[Date Prev][Date Next][Thread Prev][Thread Next][Date Index][Thread Index]

multiple JSON documents in one file, change proposal

On Sat, Dec 1, 2018 at 10:16 PM Marko Rauhamaa <marko at pacujo.net> wrote:
> Chris Angelico <rosuav at gmail.com>:
> > On Sat, Dec 1, 2018 at 9:16 PM Marko Rauhamaa <marko at pacujo.net> wrote:
> >> The need for the format to be "typable" (and editable) is essential
> >> for ad-hoc manual testing of components. That precludes all framing
> >> formats that would necessitate a length prefix. HTTP would be
> >> horrible to have to type even without the content-length problem, but
> >> BEEP (RFC 3080) would suffer from the content-length (and CRLF!)
> >> issue as well.
> >
> > I dunno, I type HTTP manually often enough that it can't be all *that*
> > horrible.
> Say I want to send this piece of JSON:
>    {
>        "msgtype": "echo-req",
>        "opid": 3487547843
>    }
> and the framing format is HTTP. I will need to type something like this:
>    POST / HTTP/1.1^M
>    Host: localhost^M
>    Content-type: application/json^M
>    Content-length: 54^M
>    ^M
>    {
>        "msgtype": "echo-req",
>        "opid": 3487547843
>    }
> That's almost impossible to type without a syntax error.

1) Set your Enter key to send CR-LF, at least for this operation.
That's half your problem solved.
2) Send the request like this:

Content-type: application/json

{"msgtype": "echo-req", "opid": 3487547843}

Then shut down your end of the connection, probably with Ctrl-D. I'm
fairly sure I can type that without bugs, and any compliant HTTP
server should be fine with it.

> >> Finally, couldn't any whitespace character work as a terminator? Yes,
> >> it could, but it would force you to use a special JSON parser that is
> >> prepared to handle the self-delineation. A NUL gives you many more
> >> degrees of freedom in choosing your JSON tools.
> >
> > Either non-delimited or newline-delimited JSON is supported in a lot
> > of tools. I'm quite at a loss here as to how an unprintable character
> > gives you more freedom.
> As stated by Paul in another context, newline-delimited is a no-go
> because it forces you to restrict JSON to a subset that doesn't contain
> newlines (see the JSON example above).
> Of course, you could say that the terminating newline is only
> interpreted as a terminator after a complete JSON value, but that's not
> the format "supported in a lot of tools".
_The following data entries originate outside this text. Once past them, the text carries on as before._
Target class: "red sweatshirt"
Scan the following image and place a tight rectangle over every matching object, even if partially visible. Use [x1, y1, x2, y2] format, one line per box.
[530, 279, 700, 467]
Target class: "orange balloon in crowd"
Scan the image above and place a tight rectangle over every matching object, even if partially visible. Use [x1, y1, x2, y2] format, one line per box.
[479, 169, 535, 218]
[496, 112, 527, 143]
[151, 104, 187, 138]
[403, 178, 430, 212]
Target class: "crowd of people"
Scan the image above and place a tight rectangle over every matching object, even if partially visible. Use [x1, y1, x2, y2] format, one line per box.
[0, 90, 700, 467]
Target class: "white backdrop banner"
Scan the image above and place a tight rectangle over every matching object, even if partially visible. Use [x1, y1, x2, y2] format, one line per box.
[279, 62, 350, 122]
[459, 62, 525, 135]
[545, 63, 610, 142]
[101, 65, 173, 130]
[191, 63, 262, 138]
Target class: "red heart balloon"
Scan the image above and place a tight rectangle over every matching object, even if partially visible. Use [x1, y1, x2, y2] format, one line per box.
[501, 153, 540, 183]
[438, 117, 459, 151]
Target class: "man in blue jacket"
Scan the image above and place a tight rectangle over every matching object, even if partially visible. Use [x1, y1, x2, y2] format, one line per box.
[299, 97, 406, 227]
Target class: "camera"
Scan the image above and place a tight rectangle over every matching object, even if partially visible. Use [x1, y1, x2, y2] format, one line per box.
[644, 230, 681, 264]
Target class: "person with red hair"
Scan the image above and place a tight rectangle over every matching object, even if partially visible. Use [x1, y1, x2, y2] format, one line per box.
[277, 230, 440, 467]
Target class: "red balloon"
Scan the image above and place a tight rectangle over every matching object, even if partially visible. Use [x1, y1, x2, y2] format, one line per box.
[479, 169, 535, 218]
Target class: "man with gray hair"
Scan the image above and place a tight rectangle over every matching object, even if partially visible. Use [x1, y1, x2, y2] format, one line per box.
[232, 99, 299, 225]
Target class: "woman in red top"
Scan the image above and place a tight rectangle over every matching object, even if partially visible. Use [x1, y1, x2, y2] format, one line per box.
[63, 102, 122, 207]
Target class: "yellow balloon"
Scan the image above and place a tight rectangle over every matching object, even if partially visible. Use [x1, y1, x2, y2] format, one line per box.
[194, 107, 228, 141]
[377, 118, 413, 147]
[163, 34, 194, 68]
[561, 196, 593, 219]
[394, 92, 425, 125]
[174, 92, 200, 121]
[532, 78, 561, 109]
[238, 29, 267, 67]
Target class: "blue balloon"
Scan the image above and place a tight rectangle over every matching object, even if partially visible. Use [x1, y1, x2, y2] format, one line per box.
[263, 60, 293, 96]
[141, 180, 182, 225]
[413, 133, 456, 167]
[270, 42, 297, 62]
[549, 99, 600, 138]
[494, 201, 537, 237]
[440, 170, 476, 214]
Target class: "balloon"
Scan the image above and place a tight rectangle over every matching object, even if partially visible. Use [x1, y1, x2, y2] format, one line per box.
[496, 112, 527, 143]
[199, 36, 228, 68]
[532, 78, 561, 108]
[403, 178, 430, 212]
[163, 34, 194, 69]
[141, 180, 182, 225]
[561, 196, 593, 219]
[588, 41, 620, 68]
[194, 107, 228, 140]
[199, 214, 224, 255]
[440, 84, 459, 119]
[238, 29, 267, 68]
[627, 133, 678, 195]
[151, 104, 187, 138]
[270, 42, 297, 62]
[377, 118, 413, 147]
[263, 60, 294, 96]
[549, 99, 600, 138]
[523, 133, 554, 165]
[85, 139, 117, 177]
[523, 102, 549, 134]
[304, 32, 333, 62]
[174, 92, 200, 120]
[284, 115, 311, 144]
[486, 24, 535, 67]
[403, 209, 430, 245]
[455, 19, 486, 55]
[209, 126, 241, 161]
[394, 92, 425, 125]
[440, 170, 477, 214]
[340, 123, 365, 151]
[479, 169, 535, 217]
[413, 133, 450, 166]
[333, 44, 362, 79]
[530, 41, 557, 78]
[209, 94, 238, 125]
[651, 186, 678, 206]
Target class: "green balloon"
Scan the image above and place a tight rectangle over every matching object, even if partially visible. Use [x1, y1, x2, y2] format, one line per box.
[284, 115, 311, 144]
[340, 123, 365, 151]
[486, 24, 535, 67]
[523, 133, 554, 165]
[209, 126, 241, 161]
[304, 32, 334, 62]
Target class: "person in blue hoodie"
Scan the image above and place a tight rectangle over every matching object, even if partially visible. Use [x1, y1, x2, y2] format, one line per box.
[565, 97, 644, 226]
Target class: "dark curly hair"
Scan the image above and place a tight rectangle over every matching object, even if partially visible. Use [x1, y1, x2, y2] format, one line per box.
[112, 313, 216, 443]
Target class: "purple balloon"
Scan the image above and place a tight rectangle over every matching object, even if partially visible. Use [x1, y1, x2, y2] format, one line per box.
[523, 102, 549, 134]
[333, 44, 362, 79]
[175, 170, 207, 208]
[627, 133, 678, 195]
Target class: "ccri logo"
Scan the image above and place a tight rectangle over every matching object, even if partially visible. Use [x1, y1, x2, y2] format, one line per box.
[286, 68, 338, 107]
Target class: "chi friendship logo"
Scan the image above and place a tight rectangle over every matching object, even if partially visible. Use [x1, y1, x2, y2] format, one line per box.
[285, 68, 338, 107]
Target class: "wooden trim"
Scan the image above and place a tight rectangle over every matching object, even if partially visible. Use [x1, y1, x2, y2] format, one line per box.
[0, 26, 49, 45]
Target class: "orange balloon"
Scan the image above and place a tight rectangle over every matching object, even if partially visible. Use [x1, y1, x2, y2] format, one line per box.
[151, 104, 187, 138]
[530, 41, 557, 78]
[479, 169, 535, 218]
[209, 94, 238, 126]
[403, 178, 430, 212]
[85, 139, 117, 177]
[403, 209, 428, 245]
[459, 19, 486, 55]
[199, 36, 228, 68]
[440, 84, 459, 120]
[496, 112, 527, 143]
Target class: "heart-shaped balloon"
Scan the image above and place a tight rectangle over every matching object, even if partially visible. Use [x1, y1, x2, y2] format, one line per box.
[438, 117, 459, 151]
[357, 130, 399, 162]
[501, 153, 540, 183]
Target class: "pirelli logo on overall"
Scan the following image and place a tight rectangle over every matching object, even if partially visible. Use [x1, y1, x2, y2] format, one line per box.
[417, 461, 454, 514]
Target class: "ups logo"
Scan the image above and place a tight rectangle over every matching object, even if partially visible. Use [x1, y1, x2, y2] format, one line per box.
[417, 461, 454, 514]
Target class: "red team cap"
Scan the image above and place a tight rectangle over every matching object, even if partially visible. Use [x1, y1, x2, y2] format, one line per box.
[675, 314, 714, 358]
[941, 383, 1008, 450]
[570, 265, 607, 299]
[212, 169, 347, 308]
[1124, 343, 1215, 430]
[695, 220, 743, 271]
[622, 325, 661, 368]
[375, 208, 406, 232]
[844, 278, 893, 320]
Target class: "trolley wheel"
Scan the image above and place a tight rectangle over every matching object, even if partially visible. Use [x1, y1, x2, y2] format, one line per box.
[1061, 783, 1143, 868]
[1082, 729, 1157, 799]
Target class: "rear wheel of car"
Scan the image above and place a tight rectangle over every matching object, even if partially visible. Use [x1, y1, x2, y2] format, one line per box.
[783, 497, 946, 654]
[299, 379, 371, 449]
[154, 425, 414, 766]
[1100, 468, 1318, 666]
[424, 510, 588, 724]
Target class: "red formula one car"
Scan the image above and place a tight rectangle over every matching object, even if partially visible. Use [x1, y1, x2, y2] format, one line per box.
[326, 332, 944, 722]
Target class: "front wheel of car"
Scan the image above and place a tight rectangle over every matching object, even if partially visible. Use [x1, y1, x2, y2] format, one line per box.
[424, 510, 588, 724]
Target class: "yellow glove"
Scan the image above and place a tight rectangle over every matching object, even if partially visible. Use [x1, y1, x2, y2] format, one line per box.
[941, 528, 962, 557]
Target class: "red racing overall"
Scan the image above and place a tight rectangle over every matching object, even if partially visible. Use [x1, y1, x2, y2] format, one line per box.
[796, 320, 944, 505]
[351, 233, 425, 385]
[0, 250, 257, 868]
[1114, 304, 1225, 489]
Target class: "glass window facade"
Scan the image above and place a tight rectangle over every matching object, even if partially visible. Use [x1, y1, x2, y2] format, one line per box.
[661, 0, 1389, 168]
The subset in question is simply "JSON without any newlines between
tokens", which has the exact meaning as it would have *with* those
newlines. So what you lose is the human-readability of being able to
break an object over multiple lines. Is that a problem? Use
non-delimited instead.

> If you use any legal JSON character as a terminator, you have to make it
> contextual or add an escaping syntax.

Or just use non-delimited, strip all whitespace between objects, and
then special-case the one otherwise-ambiguous situation of two Numbers
back to back. Anything that sends newline-delimited JSON will work
with that.

> > I get it: you have a bizarre set of tools and the normal solutions
> > don't work for you. But you can't complain about the tools not
> > supporting your use-cases. Just code up your own styles of doing
> > things that are unique to you.
> There are numerous tools that parse complete JSON documents fine.
> Framing JSON values with NUL-termination is trivial to add in any
> programming environment. For example:
>    def json_docs(path):
>        with open(path) as f:
>            for doc in f.read().split("\0")[:-1].
>                yield json.loads(doc)

Yes, but many text-processing tools don't let you manually insert
NULs. Of *course* you can put anything you like in there when you
control both ends and everything in between; that's kinda the point of
coding. But I'm going to use newlines, and parse as non-delimited,
since that can be done just as easily (see my example code earlier -
it could be converted into the same style of generator as you have
here and would be about as many lines), since that will behave as text
in most applications.